Here’s an example: When the world turned upside down as a result of the pandemic, some employers went way beyond expectations by recognizing how employees felt and helping with their well-being – by offering a wide range of resources, including counseling. This gave a rare look at what really matters to businesses, but it also showed in practice how important it is to understand the priorities of a future company before signing an agreement.
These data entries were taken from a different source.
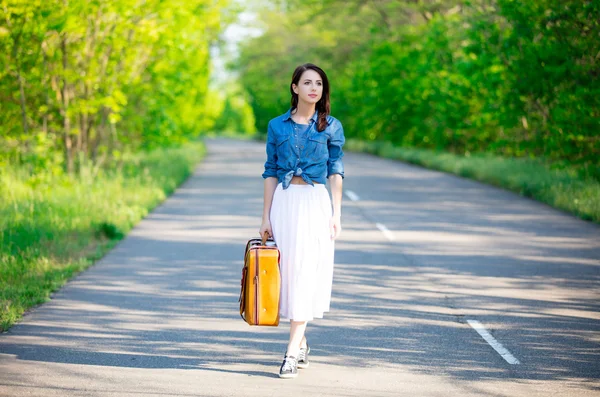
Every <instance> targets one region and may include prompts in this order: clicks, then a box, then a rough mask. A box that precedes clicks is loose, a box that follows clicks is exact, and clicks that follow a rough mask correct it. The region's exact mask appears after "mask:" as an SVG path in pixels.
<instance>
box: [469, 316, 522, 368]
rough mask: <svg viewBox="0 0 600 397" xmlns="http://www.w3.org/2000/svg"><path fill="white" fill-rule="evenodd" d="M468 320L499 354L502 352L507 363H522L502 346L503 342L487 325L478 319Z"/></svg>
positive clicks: (470, 325) (498, 353)
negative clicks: (484, 326)
mask: <svg viewBox="0 0 600 397" xmlns="http://www.w3.org/2000/svg"><path fill="white" fill-rule="evenodd" d="M467 322H468V323H469V325H470V326H471V327H473V329H474V330H475V331H477V333H478V334H479V335H481V337H482V338H483V339H484V340H485V341H486V342H487V343H489V344H490V346H492V347H493V348H494V350H496V351H497V352H498V354H500V355H501V356H502V358H503V359H504V360H506V362H507V363H509V364H521V362H520V361H519V360H517V358H516V357H515V356H513V355H512V354H511V353H510V352H509V351H508V350H507V349H506V348H505V347H504V346H502V343H500V342H498V341H497V340H496V338H494V337H493V336H492V334H490V333H489V332H488V330H487V329H485V327H484V326H483V324H481V323H480V322H479V321H477V320H467Z"/></svg>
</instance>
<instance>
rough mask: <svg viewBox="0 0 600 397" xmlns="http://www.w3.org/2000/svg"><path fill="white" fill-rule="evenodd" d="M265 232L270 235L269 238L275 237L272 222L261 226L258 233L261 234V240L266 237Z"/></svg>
mask: <svg viewBox="0 0 600 397" xmlns="http://www.w3.org/2000/svg"><path fill="white" fill-rule="evenodd" d="M265 232H268V233H269V237H273V230H272V229H271V222H270V221H263V223H262V225H261V226H260V229H259V231H258V233H259V234H260V237H261V238H262V237H264V235H265Z"/></svg>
Our core beliefs determine our attitude and dictate all interactions between team members and interactions on the customer side. Determining whether each company’s values are complementary is critical to ensuring that teams can build successful working relationships. Complementary is the keyword here. The businesses you acquire don’t have to be a mirror image of your business, but they need to integrate seamlessly with each other. For example, one company may value transparency, while another may value frankness. While not the same, these core beliefs are similar enough to easily combine in a way that ultimately improves internal relationships and with customers.
To increase the chances of your M&A deal succeeding, you need to look beyond the end result. Look at the people in both organizations, how they work together and how they are managed. Examine their priorities, attitudes and behaviors, and what they stand for and believe in. See how flexible and customizable they are. If both companies are a cultural match, your M&A deal is more likely to be a good one, both on paper and in real life.